The results presented above focus on optimal cluster configurations. Table 5 shows optimal configurations that focus on the entire chip where there is a chip area constraint  $A \leq 400$ mm<sup>2</sup>. The table shows the optimal configurations in terms of number of memory interfaces, m, and processors per memory channel, n. For all metrics and workloads, the overall throughput of such a system is also shown, which is determined by the complexity of the workload and the overall processing power  $(IPS/compl)$ . Note that the complexity for workload W2 is about 50 times higher than that of W1, which results in the large differences in throughput. Even within a workload, there are significant differences between applications. For workload W1 and  $IPS/A$ , the throughput varies from 0.299 Gbps for the TCP application to 19.3 Gbps for the DRR application. While header processing applications can achieve throughput rates of several gigabits per second, payload processing

applications have rates well under that for all performance metrics. This is consistent with the notion that these types of applications (e.g., encryption) often require special purpose coprocessors to achieve high throughput rates.

For power-related metrics, the trends in Fig. 6 result in optimal configurations with only one processor per interface. This, however, yields a lower throughput than when optimizing for area only. On the other hand, power consumption for the area-optimized configuration is about twice as high as that for power-optimized configurations. The overall power consumption of the optimal configurations, 15 to 35 watts, is higher than current commercial systems, which consume on the order of 10W. This is due to commercial NPs using more advanced CMOS technologies with smaller feature and overall chip sizes (e.g., Intel IXP2400:  $.18 \mu m$ versus  $.35\mu$ m and  $1.3V$  versus  $2.5V$  [1]). The model and optimization results can be adapted to other CMOS technologies by using different power models (e.g., one that consider leakage current for  $.18 \mu m$  CMOS and below).

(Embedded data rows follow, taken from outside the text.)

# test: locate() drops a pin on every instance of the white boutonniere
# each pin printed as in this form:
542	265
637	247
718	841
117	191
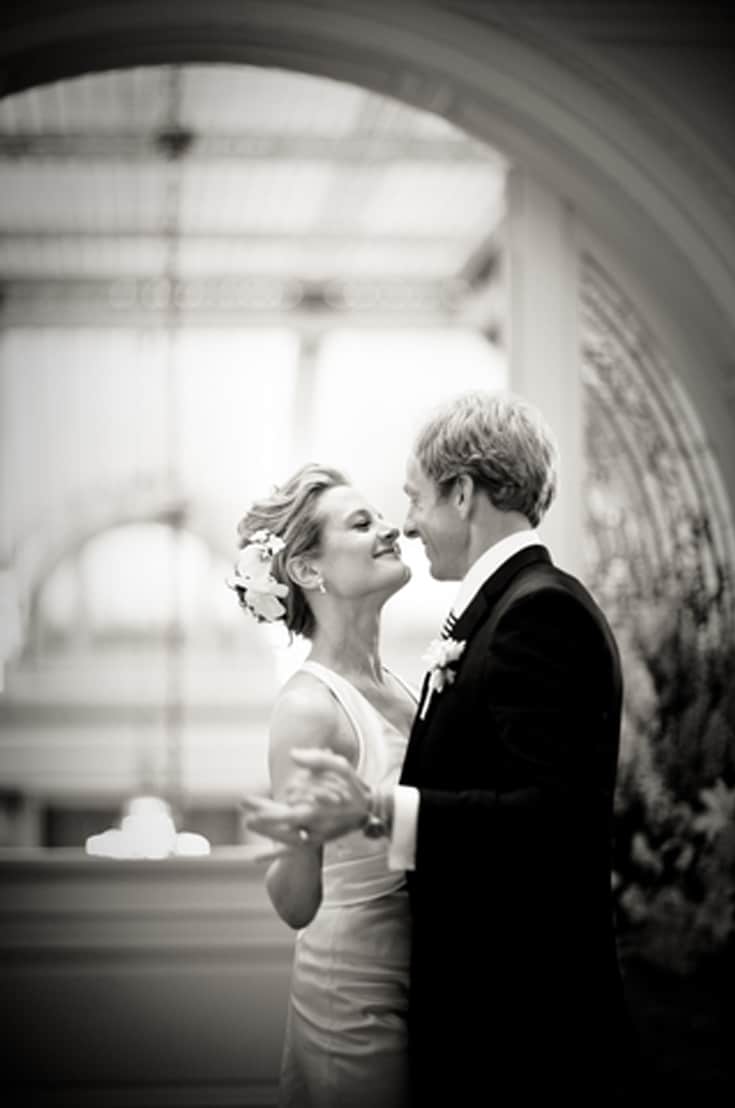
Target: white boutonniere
441	655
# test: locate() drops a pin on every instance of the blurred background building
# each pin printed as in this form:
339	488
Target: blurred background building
241	238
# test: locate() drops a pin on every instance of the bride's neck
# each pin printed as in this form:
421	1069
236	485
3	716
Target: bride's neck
349	646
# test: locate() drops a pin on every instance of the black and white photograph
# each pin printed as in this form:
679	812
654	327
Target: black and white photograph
367	554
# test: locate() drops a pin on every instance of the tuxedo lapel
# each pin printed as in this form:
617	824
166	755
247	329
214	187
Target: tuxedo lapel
472	617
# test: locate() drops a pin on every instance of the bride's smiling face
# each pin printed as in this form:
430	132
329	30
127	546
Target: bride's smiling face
359	554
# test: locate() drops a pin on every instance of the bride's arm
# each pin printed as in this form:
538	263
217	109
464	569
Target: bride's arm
302	718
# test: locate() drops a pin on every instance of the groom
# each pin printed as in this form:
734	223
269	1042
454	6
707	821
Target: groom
502	818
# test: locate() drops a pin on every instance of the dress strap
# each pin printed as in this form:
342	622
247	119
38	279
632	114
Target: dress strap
404	685
346	697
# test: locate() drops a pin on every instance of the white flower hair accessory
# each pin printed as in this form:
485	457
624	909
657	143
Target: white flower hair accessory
254	576
441	655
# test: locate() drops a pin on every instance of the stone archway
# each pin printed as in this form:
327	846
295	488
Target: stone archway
621	164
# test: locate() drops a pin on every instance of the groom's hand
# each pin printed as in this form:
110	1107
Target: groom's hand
340	798
326	799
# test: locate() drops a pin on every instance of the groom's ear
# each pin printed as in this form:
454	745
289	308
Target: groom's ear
463	494
303	573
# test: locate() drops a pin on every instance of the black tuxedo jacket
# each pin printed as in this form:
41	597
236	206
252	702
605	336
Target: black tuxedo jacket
514	977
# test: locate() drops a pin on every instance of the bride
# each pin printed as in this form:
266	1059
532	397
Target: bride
316	555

## 5.4 General System Design Results

From the above results, there are several general "rules of thumb" for network processor system design that can be derived. These are:

- . The shared memory interface poses a significant bottleneck when increasing the number of processors per interface (Fig. 6a). To achieve scalability, larger instruction and data caches are necessary to reduce the number of off-chip memory accesses per processor.
- . System performance is very sensitive to caches configurations (Fig. 8). Small caches can lead to memory system bottlenecks; large caches use area that could be used more effectively for additional processors.
- . Multithreaded configurations with two or four threads per processor are satisfactory (Fig. 6b). They achieve better processor utilization at only slightly higher area and power consumption. Configurations with more threads are limited in processing performance due to cache pollution. Some current NPs have higher multithreading levels, however, this

may be appropriate with their particular technology parameters.

The system configurations suggest that an optimal NP design involves several memory channels, uses small number of processors per memory channels, and implements a small level of multithreading (Table 5). The cache configurations are small and do not exceed 16kB for any cache.

These general, qualitative observations can be explored in a quantitative way using our analytic performance model as shown above. Further, it is possible to parameterize the model for other CMOS technology generations. This makes our approach a useful tool for projecting design trade offs for future network processor systems.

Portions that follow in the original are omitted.